The American Rescue Plan Act, signed into law by President Biden in 2021, included $2 billion for DOL to “detect and prevent fraud, promote equitable access, and ensure the timely payment of benefits with respect to unemployment compensation programs.” DOL has been using these funds to: send expert “tiger teams” to states to fully assess their UI administrative systems and propose tailored improvements; provide grants to states to upgrade their anti-fraud procedures, including improved identity verification measures; improve states’ ability to process data matches with other sources to verify UI eligibility; and provide funding to states to update the technology they use to process UI claims, determine ongoing eligibility, and ensure the integrity of programs, which in some cases are many decades old.

HR 1163 would effectively repeal this fraud-fighting funding and thereby terminate important current and future efforts to improve UI integrity. This is particularly misguided given that federal funding for UI agency staffing, technology, and other administrative needs declined by 32 percent from fiscal years 2010 to 2019 (after adjusting for inflation) — a significant factor in the disrepair of UI systems around the country — according to a September 2022 Government Accountability Office report.

The legislation also seems to encourage states to direct UI administrative funding away from hiring permanent public staff for UI programs. The 2020 CARES Act granted state UI agencies an exemption from the requirement to hire merit-based, public service employees so that temporary staff or contractors could be hired quickly to respond to the deluge of pandemic-related UI claims. This temporary exemption is no longer needed because UI claims have receded to near 50-year lows. What is needed now is to build a first-class UI system with a trained workforce that will be ready the next time UI claims rise, and to address the backlog of claims and appeals from the pandemic.
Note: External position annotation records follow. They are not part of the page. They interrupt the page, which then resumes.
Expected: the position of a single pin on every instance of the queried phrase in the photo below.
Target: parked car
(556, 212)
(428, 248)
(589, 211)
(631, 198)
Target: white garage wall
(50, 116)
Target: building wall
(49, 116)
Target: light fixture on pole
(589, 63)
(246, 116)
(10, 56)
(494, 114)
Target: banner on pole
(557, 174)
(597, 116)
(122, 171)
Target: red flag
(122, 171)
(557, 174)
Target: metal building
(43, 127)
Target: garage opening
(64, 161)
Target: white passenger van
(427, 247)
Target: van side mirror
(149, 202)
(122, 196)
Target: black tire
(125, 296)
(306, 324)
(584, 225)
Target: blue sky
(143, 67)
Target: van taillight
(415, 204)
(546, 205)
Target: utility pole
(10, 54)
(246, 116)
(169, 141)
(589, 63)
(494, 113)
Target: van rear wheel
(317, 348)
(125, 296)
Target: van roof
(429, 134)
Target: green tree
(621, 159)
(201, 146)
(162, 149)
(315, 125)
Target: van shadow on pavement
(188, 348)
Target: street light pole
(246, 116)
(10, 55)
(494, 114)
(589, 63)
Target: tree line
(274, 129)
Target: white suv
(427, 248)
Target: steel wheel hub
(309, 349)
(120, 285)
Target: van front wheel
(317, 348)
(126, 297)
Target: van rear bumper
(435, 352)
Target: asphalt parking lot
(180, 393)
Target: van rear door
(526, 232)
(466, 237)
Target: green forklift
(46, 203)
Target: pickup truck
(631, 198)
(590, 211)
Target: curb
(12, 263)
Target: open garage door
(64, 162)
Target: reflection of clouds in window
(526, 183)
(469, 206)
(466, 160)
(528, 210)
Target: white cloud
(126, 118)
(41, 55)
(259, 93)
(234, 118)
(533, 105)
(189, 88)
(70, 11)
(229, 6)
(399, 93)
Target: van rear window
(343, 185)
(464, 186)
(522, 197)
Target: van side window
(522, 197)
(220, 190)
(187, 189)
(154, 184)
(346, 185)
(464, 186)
Yet this bill would permit such an exemption though the end of 2030. To ensure the proper administration of the UI system, including reducing fraud, states should work to hire and retain qualified and experienced public service employees — who can build institutional knowledge and capacity — not temporary private contractors, who may be undertrained.
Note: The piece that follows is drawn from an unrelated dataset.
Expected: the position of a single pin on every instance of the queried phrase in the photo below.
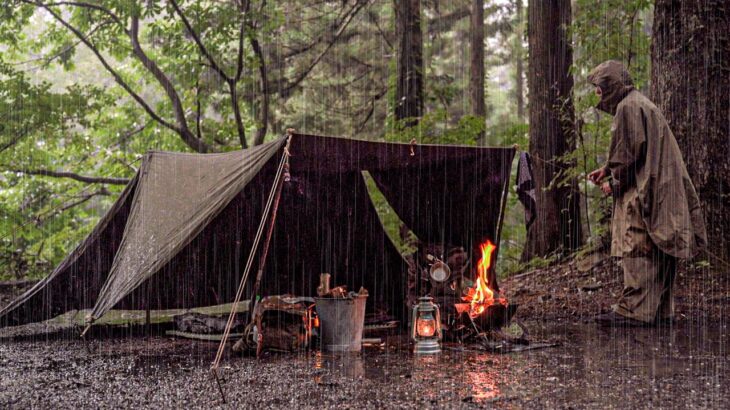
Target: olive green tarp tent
(180, 231)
One challenge with private contractors administering public systems like unemployment benefits is that, as private corporations, they are driven to maximize profits for owners or shareholders, which may run counter to the core public goals of customer service and integrity. (To be sure, state UI programs can’t meet these goals if they are underfunded.) And, if a contractor performs poorly and must be terminated, all of the institutional knowledge built up by the private company leaves with the company’s termination.
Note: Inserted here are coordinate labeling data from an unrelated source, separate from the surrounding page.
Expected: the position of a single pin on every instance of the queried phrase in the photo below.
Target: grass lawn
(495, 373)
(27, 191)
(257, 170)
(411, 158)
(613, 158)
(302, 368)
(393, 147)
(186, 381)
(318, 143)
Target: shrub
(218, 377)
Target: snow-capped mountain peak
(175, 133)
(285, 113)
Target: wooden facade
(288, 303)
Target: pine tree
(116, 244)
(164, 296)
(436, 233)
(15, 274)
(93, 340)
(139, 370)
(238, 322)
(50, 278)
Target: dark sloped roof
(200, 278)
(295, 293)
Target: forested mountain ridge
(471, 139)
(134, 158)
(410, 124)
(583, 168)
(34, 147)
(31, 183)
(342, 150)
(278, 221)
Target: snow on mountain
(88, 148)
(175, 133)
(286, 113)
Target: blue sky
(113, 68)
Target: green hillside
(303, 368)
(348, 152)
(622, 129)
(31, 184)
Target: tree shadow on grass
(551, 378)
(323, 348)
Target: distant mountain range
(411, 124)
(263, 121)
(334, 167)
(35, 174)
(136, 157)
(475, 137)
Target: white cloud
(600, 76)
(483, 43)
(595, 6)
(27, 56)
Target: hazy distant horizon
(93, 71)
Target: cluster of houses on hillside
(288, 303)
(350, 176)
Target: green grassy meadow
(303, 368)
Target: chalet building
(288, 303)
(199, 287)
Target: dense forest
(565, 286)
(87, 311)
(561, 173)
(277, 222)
And finally, the bill would extend from three to ten years the period in which states are expected to recover pandemic unemployment overpayments, including those that were not the fault of the UI claimant. In responding to the massive and unprecedented surge in UI claims in early 2020, while also attempting to implement new temporary programs to fill the huge gaps in the regular unemployment system, state UI agencies made payment errors when processing claims. Suggesting that states should undertake a decade-long effort to reclaim these amounts — rather than focus on preventing criminal rings from defrauding the system — would both unduly target individuals who did nothing wrong while also misdirecting public resources.

HR 1163 includes some concepts worthy of further consideration, such as increased data matching for determining UI eligibility (keeping in mind the need to ensure the data are reliable and up to date). But on balance, the legislation would do more harm than good in reducing UI fraud, especially by eliminating funding dedicated to improving the administration of the UI system.